Feeringbury Manor is a Grade II* listed building in the Braintree local planning authority area, England. First listed on 2 May 1953. A C16 House. 6 related planning applications.
Feeringbury Manor
- WRENN ID
- second-stone-acorn
- Grade
- II*
- Local Planning Authority
- Braintree
- Country
- England
- Date first listed
- 2 May 1953
- Type
- House
- Source
- Historic England listing
Description
Feeringbury Manor
House, dating from circa 1300 with alterations spanning the 15th to 20th centuries. The building is timber-framed, plastered, and roofed with handmade red plain tiles.
The structure comprises a 3-bay hall facing northeast, originally aisled, with a 16th-century stack to the rear of the middle bay. A 15th-century 3-bay crosswing extends to the right with 16th-century and 18th-century external stacks to the right, and a 19th-century external stack to the rear. A late 16th-century 3-bay crosswing extends further forwards to the left, with 16th-century and 19th-century external stacks to the left. An 18th to early 19th-century extension adjoins the left of the front bay, with further 18th and 19th-century extensions to the rear of the hall range. Other 19th-century extensions were demolished around 1960.
The building is two storeys. The ground floor features 4 casements of 19th to 20th-century date, one Gothic Revival casement with a 2-centred head and Y-tracery, and an early 19th-century splayed bay of sashes below the jetty of the right crosswing. The first floor has 2 casements of 19th to 20th-century date, 3 early 19th-century tripartite sashes, and one small fixed light with glazed margins. A 19th-century Gothic Revival door with a 2-centred head is set in a gabled porch with bargeboards. Plain brackets appear below the jetty of the right crosswing, and late 19th-century scrolled brackets sit below the eaves of the left crosswing.
In the right return, a French window cuts through the 16th-century stack, with an early 19th-century sash of 12 lights on the first floor. The left return also features a French window through the 16th-century stack, which displays an ovolo-moulded cornice and 3 octagonal shafts. The rear stack has 3 octagonal shafts, truncated. The right crosswing roof has a gablet hip to the rear.

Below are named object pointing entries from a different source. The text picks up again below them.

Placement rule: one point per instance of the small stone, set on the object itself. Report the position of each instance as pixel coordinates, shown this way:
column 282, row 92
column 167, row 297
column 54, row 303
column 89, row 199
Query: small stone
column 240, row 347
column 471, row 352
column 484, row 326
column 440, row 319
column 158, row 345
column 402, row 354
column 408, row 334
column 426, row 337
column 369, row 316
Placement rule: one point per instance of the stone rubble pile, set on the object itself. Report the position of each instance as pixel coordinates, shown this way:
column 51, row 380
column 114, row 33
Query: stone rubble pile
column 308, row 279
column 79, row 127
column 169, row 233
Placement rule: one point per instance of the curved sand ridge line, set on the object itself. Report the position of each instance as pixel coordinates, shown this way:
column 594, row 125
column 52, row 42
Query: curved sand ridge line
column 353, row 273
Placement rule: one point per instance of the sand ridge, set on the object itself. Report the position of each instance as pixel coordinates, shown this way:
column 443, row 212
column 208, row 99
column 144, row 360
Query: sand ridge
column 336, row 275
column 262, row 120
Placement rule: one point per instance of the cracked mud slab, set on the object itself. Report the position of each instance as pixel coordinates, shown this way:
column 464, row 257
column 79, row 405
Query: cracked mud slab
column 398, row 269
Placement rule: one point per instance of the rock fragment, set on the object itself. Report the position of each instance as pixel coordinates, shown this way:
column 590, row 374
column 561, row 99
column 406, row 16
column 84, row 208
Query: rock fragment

The hall interior contains a late 16th-century inserted floor with chamfered beams and lamb's tongue stops. The aisles were removed in the 16th century and studding was inserted below the arcade plates. The roof retains some heavily smoke-blackened original rafters, mostly re-set in the 16th century with unsooted pegs; one rafter has an oblique trench for a passing-brace near the apex. The tiebeams are not morticed for crownposts.

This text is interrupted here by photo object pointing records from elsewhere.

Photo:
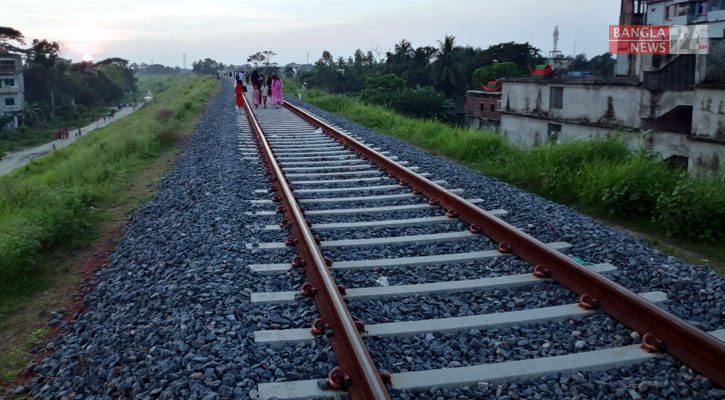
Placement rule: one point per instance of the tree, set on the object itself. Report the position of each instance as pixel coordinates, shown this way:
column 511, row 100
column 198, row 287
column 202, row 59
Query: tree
column 602, row 65
column 380, row 89
column 256, row 58
column 43, row 52
column 8, row 35
column 447, row 70
column 494, row 72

The right crosswing contains a studded partition at both storeys between the middle and rear bays, an edge-halved and bridled scarf in the right wallplate, jowled posts, a cambered tiebeam, and a crownpost roof with gauging holes and axial braces. The front ground floor room has been extensively altered in Gothic Revival style, with a carved monogram E.R.C. (for E.R. Corder) and the date 1878 on a post to the left. Re-set in the front windows are 2 roundels of 16th-century glass: one inscribed E.R. with a crowned rose, and another inscribed R.H. with the arms of Heygate, for Sir Richard Heygate.

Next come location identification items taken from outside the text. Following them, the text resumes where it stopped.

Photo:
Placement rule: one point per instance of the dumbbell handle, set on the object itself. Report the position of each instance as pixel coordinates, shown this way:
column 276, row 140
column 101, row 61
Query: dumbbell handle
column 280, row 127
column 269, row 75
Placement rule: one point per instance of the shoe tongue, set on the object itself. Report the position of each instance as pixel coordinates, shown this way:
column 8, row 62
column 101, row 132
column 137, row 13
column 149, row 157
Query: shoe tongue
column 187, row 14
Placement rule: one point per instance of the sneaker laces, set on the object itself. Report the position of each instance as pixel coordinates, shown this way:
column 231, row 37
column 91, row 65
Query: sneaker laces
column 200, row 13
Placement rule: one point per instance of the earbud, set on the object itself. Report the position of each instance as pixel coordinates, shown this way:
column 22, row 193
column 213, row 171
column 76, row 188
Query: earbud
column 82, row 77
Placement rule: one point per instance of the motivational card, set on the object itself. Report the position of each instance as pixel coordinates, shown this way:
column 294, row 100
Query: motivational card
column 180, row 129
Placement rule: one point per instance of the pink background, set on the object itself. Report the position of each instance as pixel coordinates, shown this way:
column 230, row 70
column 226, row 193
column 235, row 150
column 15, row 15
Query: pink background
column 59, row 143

The left crosswing has on the upper storey a studded partition between the middle and rear bays, jowled posts, a cambered tiebeam, and a clasped purlin roof with arched wind-bracing. The absence of gauging holes in the rafters and the ovolo moulding of the stack indicate a construction date after 1575, probably not later than 1600.
The manor was held by the Abbot of Westminster from an unknown date, certainly by 1343, until the Dissolution. Henry VII granted it to his newly created Bishopric of Westminster in 1540. Under Edward VI the Bishopric was suppressed, and Feeringbury passed to the Bishop of London in 1550. The manor was held by the Quaker families of Corder and Catchpole from circa 1717.